LR(1) Item DFA - Computing Lookaheads

mrjasmin picture mrjasmin · Dec 31, 2012 · Viewed 16.5k times · Source

I have trouble understanding how to compute the lookaheads for the LR(1)-items.

Lets say that I have this grammar:

S -> AB
A -> aAb | a
B -> d

A LR(1)-item is an LR(0) item with a lookahead. So we will get the following LR(0)-item for state 0:

S -> .AB , {lookahead} 
A -> .aAb,  {lookahead} 
A -> .a,  {lookahead}

State: 1

A ->  a.Ab, {lookahead} 
A ->  a. ,{lookahead} 
A -> .aAb ,{lookahead} 
A ->.a ,{lookahead}

Can somebody explain how to compute the lookaheads ? What is the general approach ?

Thank you in advance

Answer

templatetypedef picture templatetypedef · Jan 2, 2013

The lookaheads used in an LR(1) parser are computed as follows. First, the start state has an item of the form

S -> .w  ($)

for every production S -> w, where S is the start symbol. Here, the $ marker denotes the end of the input.

Next, for any state that contains an item of the form A -> x.By (t), where x is an arbitrary string of terminals and nonterminals and B is a nonterminal, you add an item of the form B -> .w (s) for every production B -> w and for every terminal in the set FIRST(yt). (Here, FIRST refers to FIRST sets, which are usually introduced when talking about LL parsers. If you haven't seen them before, I would take a few minutes to look over those lecture notes).

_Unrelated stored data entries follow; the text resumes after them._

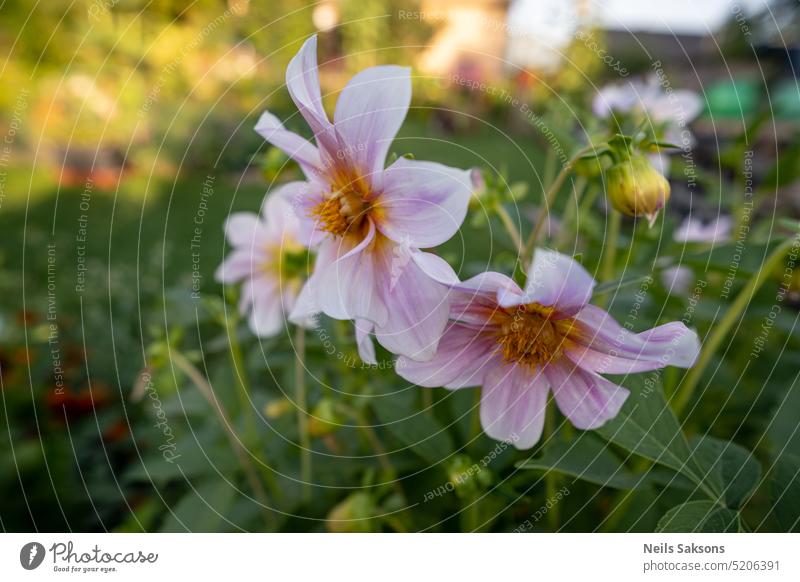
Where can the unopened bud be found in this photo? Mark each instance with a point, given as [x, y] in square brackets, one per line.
[636, 188]
[324, 419]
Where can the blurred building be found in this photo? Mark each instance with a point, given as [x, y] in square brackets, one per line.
[470, 37]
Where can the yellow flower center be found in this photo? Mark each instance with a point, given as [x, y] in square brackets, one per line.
[528, 335]
[342, 213]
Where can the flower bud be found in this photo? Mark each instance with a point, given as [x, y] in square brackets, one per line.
[324, 418]
[636, 188]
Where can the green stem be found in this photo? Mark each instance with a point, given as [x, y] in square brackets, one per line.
[570, 216]
[475, 420]
[612, 242]
[551, 477]
[301, 398]
[239, 451]
[722, 329]
[240, 371]
[547, 203]
[511, 228]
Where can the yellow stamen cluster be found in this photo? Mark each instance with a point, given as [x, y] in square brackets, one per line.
[340, 213]
[527, 335]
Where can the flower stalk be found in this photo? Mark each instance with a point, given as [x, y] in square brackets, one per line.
[721, 331]
[301, 397]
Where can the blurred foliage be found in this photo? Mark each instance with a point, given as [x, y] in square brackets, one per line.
[132, 105]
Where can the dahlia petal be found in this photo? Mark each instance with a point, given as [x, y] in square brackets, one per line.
[419, 305]
[513, 402]
[461, 360]
[349, 288]
[556, 280]
[299, 149]
[306, 307]
[302, 81]
[435, 267]
[586, 399]
[369, 112]
[366, 348]
[279, 209]
[266, 315]
[423, 202]
[309, 228]
[606, 347]
[475, 300]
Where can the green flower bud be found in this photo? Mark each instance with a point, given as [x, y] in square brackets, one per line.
[324, 418]
[636, 188]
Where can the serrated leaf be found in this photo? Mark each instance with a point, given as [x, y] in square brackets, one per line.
[647, 426]
[785, 489]
[699, 517]
[730, 469]
[586, 457]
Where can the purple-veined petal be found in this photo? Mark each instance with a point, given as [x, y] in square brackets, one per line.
[350, 287]
[475, 300]
[302, 80]
[435, 267]
[266, 309]
[461, 360]
[369, 112]
[513, 401]
[418, 305]
[366, 348]
[423, 202]
[306, 306]
[299, 149]
[556, 280]
[586, 399]
[604, 346]
[279, 210]
[677, 279]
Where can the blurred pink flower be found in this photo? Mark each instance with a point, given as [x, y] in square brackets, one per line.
[369, 221]
[269, 258]
[519, 345]
[669, 111]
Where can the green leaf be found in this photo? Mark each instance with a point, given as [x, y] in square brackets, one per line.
[728, 468]
[586, 457]
[785, 486]
[417, 430]
[721, 257]
[647, 426]
[202, 509]
[628, 281]
[699, 516]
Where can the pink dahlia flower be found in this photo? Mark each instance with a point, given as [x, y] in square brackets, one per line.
[269, 257]
[370, 221]
[521, 344]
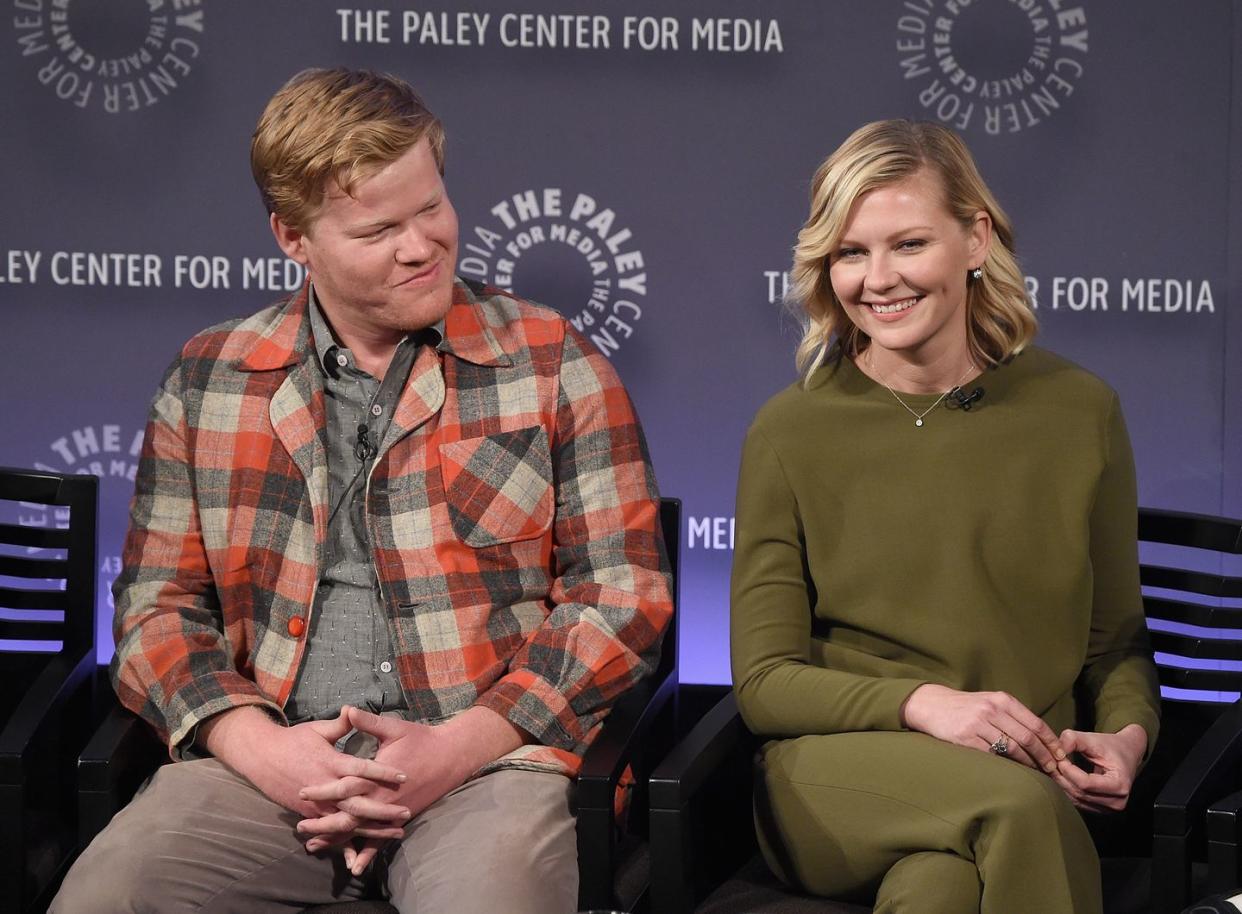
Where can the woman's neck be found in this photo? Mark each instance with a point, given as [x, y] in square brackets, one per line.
[911, 374]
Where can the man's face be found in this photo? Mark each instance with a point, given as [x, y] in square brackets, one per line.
[383, 260]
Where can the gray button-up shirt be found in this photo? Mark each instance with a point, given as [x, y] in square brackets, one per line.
[349, 653]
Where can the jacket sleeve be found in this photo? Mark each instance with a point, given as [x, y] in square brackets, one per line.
[173, 665]
[1118, 678]
[610, 596]
[780, 691]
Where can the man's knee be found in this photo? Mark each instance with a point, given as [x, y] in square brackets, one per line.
[103, 879]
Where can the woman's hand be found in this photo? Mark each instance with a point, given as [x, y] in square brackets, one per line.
[979, 719]
[1115, 758]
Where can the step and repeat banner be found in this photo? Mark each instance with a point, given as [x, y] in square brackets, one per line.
[642, 167]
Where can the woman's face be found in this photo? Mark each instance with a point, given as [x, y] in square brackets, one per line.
[901, 268]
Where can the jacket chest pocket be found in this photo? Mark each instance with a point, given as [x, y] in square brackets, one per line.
[498, 487]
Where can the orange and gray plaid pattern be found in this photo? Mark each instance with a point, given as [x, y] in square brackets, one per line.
[512, 508]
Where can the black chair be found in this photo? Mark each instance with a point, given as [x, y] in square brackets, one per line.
[47, 588]
[611, 853]
[703, 847]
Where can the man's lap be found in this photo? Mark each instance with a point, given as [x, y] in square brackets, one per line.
[201, 838]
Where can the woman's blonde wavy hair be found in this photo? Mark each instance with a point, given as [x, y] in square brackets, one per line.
[999, 319]
[334, 126]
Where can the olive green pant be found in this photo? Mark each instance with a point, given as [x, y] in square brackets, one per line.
[922, 826]
[200, 838]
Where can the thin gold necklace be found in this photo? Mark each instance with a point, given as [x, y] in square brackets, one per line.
[918, 416]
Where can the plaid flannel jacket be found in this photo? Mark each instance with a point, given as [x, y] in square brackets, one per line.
[512, 511]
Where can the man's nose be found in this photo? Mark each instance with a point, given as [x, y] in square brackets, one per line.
[881, 273]
[412, 245]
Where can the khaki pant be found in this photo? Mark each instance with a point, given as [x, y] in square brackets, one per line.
[200, 838]
[922, 826]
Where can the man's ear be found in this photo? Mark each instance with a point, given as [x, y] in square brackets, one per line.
[291, 240]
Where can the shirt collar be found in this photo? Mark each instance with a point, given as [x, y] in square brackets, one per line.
[326, 343]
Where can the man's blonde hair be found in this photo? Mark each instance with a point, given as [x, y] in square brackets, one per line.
[334, 126]
[999, 319]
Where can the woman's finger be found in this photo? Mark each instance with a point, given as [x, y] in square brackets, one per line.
[1050, 744]
[338, 789]
[364, 807]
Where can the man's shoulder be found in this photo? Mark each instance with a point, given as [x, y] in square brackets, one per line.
[502, 308]
[493, 325]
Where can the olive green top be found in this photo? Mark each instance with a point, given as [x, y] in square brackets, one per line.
[986, 550]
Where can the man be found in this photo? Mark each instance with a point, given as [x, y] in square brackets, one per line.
[396, 491]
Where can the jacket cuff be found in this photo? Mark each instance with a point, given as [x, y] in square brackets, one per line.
[533, 704]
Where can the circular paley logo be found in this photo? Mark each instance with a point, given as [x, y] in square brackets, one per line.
[111, 55]
[997, 66]
[565, 250]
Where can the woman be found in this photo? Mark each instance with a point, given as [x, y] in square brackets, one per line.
[935, 547]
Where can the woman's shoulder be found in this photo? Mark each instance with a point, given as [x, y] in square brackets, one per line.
[1056, 375]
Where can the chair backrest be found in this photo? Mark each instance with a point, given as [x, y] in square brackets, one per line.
[671, 527]
[1194, 604]
[47, 569]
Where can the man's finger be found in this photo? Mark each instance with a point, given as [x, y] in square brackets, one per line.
[386, 832]
[370, 809]
[339, 789]
[1092, 785]
[1035, 724]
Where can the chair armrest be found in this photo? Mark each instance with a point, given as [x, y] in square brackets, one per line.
[62, 681]
[119, 756]
[1209, 770]
[713, 743]
[701, 810]
[626, 735]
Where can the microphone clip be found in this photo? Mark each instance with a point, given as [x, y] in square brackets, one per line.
[958, 399]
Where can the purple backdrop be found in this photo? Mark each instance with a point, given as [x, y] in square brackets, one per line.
[677, 148]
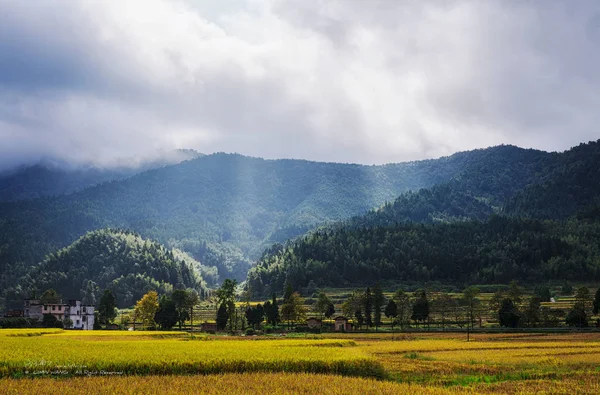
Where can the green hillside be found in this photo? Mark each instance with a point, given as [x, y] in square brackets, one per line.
[222, 209]
[118, 260]
[478, 228]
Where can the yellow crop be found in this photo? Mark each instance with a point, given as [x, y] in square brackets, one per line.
[282, 383]
[89, 353]
[425, 363]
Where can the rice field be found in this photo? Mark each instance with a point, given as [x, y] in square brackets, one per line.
[174, 362]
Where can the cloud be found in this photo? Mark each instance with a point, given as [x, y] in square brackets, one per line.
[338, 80]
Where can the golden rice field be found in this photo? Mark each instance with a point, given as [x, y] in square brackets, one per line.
[70, 353]
[169, 362]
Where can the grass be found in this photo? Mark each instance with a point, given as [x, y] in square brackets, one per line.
[434, 363]
[72, 353]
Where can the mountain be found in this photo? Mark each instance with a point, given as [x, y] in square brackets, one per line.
[572, 185]
[222, 209]
[54, 178]
[225, 209]
[532, 220]
[121, 261]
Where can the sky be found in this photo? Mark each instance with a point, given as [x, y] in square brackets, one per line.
[363, 81]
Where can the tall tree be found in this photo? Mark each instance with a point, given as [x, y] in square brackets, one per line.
[222, 317]
[543, 293]
[470, 296]
[368, 301]
[420, 312]
[293, 309]
[226, 296]
[255, 315]
[596, 304]
[330, 310]
[443, 304]
[532, 314]
[509, 315]
[193, 300]
[321, 307]
[146, 307]
[378, 301]
[404, 307]
[391, 311]
[515, 292]
[107, 308]
[167, 315]
[88, 293]
[353, 306]
[181, 300]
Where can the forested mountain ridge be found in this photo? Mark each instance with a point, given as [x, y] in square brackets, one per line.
[48, 178]
[573, 185]
[223, 209]
[420, 237]
[118, 260]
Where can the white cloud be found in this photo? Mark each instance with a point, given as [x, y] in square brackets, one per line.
[339, 80]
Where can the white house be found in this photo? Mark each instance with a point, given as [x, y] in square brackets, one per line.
[81, 315]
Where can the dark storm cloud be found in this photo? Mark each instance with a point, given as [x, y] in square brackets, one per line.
[341, 80]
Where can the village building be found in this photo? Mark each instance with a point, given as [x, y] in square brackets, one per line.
[342, 324]
[81, 315]
[14, 314]
[313, 323]
[208, 327]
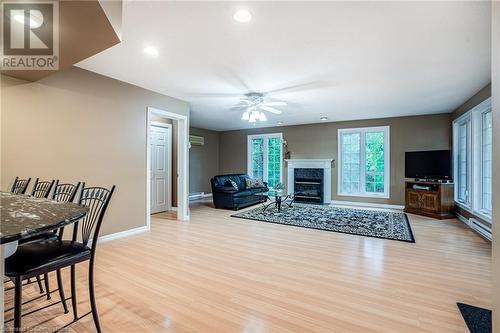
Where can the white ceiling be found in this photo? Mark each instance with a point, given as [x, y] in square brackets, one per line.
[356, 60]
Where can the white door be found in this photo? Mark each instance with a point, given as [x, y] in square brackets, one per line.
[160, 168]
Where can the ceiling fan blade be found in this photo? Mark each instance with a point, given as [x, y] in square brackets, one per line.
[270, 109]
[214, 95]
[232, 79]
[239, 108]
[298, 87]
[279, 103]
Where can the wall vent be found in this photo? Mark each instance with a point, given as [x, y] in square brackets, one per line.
[195, 140]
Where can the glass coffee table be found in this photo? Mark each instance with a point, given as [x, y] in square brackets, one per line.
[277, 198]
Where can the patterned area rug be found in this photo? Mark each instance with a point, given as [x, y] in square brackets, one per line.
[478, 320]
[371, 223]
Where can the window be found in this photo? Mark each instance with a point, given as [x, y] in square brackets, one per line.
[265, 157]
[462, 159]
[472, 146]
[364, 162]
[486, 160]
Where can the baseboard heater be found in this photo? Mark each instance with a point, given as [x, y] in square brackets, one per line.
[481, 228]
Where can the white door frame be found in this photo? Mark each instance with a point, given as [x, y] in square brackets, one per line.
[182, 163]
[168, 161]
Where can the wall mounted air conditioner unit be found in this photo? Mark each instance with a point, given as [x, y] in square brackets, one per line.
[482, 228]
[195, 140]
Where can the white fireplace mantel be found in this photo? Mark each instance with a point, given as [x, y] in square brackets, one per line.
[325, 164]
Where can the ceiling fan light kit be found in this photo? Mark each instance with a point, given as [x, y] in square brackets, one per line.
[254, 106]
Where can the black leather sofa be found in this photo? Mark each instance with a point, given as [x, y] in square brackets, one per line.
[226, 196]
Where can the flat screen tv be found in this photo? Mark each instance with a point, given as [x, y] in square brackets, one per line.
[432, 164]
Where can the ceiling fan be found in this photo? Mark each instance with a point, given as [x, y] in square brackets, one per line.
[254, 105]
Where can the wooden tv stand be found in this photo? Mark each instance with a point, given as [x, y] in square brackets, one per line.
[433, 199]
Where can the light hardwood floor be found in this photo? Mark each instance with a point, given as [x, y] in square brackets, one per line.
[222, 274]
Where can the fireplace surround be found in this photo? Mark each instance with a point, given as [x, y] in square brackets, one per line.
[310, 179]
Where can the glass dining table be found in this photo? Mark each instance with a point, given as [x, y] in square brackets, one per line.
[22, 216]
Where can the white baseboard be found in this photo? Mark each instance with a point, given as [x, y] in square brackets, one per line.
[121, 234]
[367, 204]
[462, 219]
[199, 195]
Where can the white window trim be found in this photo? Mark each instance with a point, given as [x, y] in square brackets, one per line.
[475, 159]
[387, 162]
[456, 123]
[249, 150]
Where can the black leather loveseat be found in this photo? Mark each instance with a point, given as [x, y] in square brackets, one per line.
[226, 196]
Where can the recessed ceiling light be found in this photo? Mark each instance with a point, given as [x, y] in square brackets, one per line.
[151, 50]
[242, 16]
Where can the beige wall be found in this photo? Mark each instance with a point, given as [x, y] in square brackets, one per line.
[480, 96]
[79, 126]
[203, 161]
[495, 89]
[320, 141]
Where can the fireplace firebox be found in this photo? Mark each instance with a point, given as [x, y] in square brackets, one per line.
[308, 184]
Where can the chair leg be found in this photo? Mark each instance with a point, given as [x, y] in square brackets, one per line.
[39, 282]
[74, 304]
[18, 303]
[92, 298]
[47, 285]
[61, 291]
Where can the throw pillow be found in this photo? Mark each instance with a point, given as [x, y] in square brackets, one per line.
[252, 183]
[232, 183]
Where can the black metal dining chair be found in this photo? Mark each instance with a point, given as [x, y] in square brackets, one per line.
[20, 185]
[38, 258]
[62, 193]
[41, 189]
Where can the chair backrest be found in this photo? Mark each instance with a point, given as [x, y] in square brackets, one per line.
[65, 192]
[20, 185]
[41, 189]
[97, 199]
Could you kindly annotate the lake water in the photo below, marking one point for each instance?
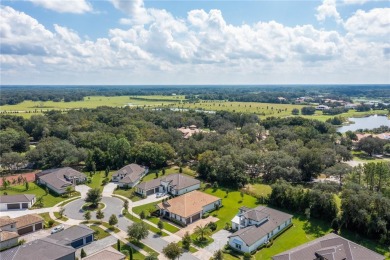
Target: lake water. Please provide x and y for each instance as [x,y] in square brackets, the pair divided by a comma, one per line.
[370,122]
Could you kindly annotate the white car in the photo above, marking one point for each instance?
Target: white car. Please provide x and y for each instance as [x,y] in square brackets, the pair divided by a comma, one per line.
[57,229]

Let's try this out on your grammar. We start off by creating an item set containing

S -> .AB ($)

Next, using our second rule, for every production of A, we add in a new item corresponding to that production and with lookaheads of every terminal in FIRST(B$). Since B always produces the string d, FIRST(B$) = d, so all of the productions we introduce will have lookahead d. This gives

S -> .AB ($)
A -> .aAb (d)
A -> .a (d)

Now, let's build the state corresponding to seeing an 'a' in this initial state. We start by moving the dot over one step for each production that starts with a:

A -> a.Ab (d)
A -> a. (d)

Now, since the first item has a dot before a nonterminal, we use our rule to add one item for each production of A, giving those items lookahead FIRST(bd) = b. This gives

A -> a.Ab (d)
A -> a. (d)
A -> .aAb (b)
A -> .a (b)

Continuing this process will ultimately construct all the LR(1) states for this LR(1) parser. This is shown here:

[0]
S -> .AB  ($)
A -> .aAb (d)
A -> .a   (d)

[1]
A -> a.Ab (d)
A -> a.   (d)
A -> .aAb (b)
A -> .a   (b)

[2]
A -> a.Ab (b)
A -> a.   (b)
A -> .aAb (b)
A -> .a   (b)

[3]
A -> aA.b (d)

[4]
A -> aAb. (d)

[5]
S -> A.B  ($)
B -> .d   ($)

[6]
B -> d.   ($)

[7]
S -> AB.  ($)

[8]
A -> aA.b (b)

[9]
A -> aAb. (b)

In case it helps, I taught a compilers course last summer and have all the lecture slides available online. The slides on bottom-up parsing should cover all of the details of LR parsing and parse table construction, and I hope that you find them useful!

Hope this helps!